Il faut aussi parler du fond, des "témoignages" donc: je n'ai pas été tenté d'arrêter le film en cours de route, mais cela vient pas mal du fait que la Chine me passionne en général, malheureusement le contenu n'apporte pas grand chose à mon avis, et de manière peu originale. J'ai donc apprécié cette immersion dans l'ambiance d'un quartier industriel de CHENGDU, mais JZK reste encore limité et mon avis est qu'il devrait choisir entre docu et fiction.
Quand j'avais eu la chance de prendre en charge le réalisateur Jia Zhang-ke le temps de quelques jours de festival en 2007, il avait semblé quelque peu exsangue, en train de chercher un nouveau souffle dans sa propre filmographie en cherchant de l'inspiration du côté de quelques projets de documentaire ("Dong", "Useless") et dans la production de quelques-uns de ses poulains protégés ("Walking in the wild side" et d'autres à venir très prochainement).
Il disait lui-même avoir connu un véritable point de rupture depuis son "The World" curieusement célébré à une échelle internationale, alors qu'il s'agit – selon lui – de son œuvre la plus consensuelle. Depuis ce film et de sa "victoire" sur la censure chinoise de pouvoir désormais tourner à peu près tout ce qu'il voulait en raison de sa réputation mondiale, il cherchait des nouvelles choses à dire.

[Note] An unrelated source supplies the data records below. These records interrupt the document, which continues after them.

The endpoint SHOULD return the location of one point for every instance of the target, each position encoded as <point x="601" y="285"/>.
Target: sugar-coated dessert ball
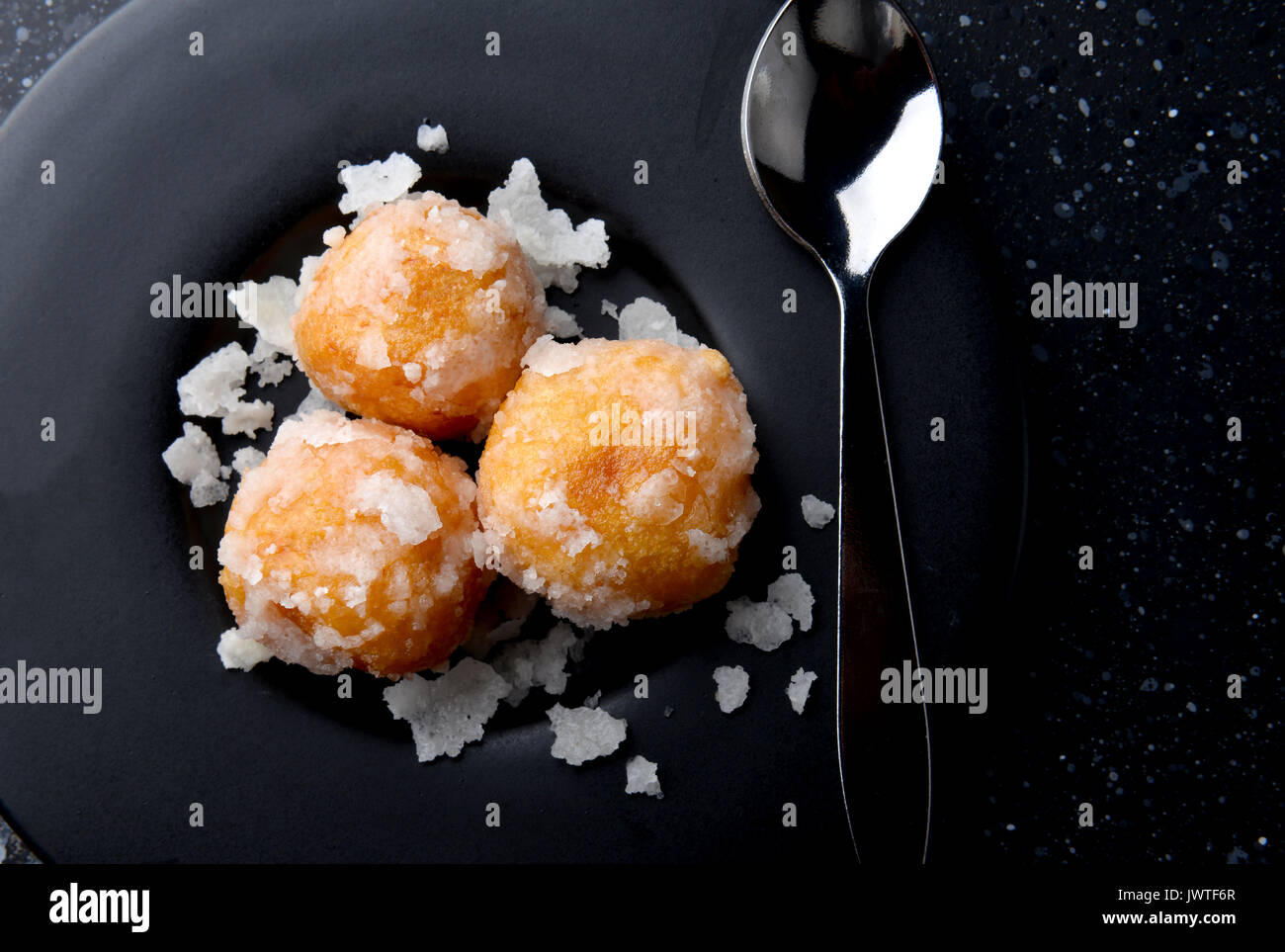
<point x="420" y="316"/>
<point x="350" y="546"/>
<point x="616" y="478"/>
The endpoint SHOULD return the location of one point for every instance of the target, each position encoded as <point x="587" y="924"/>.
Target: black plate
<point x="170" y="163"/>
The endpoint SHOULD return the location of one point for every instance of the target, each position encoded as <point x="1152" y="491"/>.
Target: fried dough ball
<point x="420" y="316"/>
<point x="348" y="546"/>
<point x="616" y="478"/>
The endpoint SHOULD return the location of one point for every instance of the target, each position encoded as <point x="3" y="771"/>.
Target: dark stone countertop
<point x="1112" y="167"/>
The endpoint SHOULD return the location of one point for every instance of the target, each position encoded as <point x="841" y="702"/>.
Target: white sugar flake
<point x="641" y="777"/>
<point x="816" y="513"/>
<point x="556" y="248"/>
<point x="732" y="687"/>
<point x="449" y="712"/>
<point x="801" y="682"/>
<point x="583" y="734"/>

Démarche entamée avec son diptyque "Still Life" et "Dong", mêlant adroitement docu et fiction ("Still Life" inclut des images de son documentaire "Dong", tandis que "Dong" inclut quelques personnages de fiction), Jia trouve donc un nouvel aboutissement avec son présent "24 City", regard incisif sur l'actuelle incroyable mutation de la société chinoise en seulement quelques décennies.
Durant le temps passé ensemble, Jia récupérait des retranscriptions d'interviews faites par des assistants restés en Chine, qui interrogeaient des anciens ouvriers de l'usine 240 et commentait assidûment ces témoignages. Il avait hâte de donner la parole à d'autres ouvriers, mais également de mettre en bouche certaines de ces tirades dans la bouche d'acteurs plus ou moins célèbres pour "reconstituer" les souvenirs d'un passé.

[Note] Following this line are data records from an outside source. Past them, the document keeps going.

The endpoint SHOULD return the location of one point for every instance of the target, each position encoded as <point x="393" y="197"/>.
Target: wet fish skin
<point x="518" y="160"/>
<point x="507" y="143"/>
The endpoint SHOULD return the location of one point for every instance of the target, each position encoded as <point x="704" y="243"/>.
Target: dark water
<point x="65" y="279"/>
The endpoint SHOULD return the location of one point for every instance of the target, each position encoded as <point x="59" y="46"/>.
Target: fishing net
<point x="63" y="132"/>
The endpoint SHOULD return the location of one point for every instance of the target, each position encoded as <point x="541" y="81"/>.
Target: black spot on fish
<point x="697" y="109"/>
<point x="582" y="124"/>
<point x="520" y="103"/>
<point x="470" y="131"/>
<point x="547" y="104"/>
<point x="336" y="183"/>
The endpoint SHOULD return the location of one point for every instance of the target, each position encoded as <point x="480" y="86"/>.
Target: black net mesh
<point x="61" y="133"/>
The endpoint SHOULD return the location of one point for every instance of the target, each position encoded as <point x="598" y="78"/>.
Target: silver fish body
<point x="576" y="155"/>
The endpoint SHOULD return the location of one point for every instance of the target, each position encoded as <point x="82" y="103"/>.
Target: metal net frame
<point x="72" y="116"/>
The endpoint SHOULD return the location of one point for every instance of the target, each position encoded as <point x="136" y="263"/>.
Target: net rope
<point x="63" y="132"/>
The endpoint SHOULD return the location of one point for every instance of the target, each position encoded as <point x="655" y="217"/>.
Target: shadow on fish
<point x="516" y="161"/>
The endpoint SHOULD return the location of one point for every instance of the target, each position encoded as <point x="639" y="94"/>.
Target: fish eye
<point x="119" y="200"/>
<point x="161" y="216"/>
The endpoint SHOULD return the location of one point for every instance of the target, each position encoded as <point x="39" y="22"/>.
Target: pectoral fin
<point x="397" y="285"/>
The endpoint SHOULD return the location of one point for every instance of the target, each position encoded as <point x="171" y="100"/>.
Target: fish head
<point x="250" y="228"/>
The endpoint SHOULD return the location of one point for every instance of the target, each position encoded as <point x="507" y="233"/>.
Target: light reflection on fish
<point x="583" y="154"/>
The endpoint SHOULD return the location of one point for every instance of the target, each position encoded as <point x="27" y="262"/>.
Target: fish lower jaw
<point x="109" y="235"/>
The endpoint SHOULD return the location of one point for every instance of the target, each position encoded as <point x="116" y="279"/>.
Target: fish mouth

"24 City" est donc moins une fiction, qu'un "documentaire fictionnalisé", qui s'attacherait à poser un regard sur les profondes mutations de la société chinoise sur les dernières décennies, tout en établissant également un rapport très intéressant de la très étroite interrelation entre la vérité et la fiction au sein même du cinéma (un rapport d'autant plus étroit dans la plupart des cinématographies asiatiques, très influencées par leur passé de documentaristes). Le véritable tour de force, c'est de gommer toute trace entre vérité et reconstitution et même de réussir à émouvoir avec des histoires "interprétées" plutôt que véritablement vécues. Avec un petit bémol pour les "rôles" féminins, à l'instar d'une Joan Chen ou Liping Lü, curieusement beaucoup moins crédibles dans leurs rôles respectifs, que les hommes…
Un véritable enchantement, qui devrait trouver un large public dans les salles de cinéma d'art et essai françaises lors de sa sortie et qui remet sérieusement en question au-delà du seul pays chinois les entiers systèmes capitalistes mondiaux.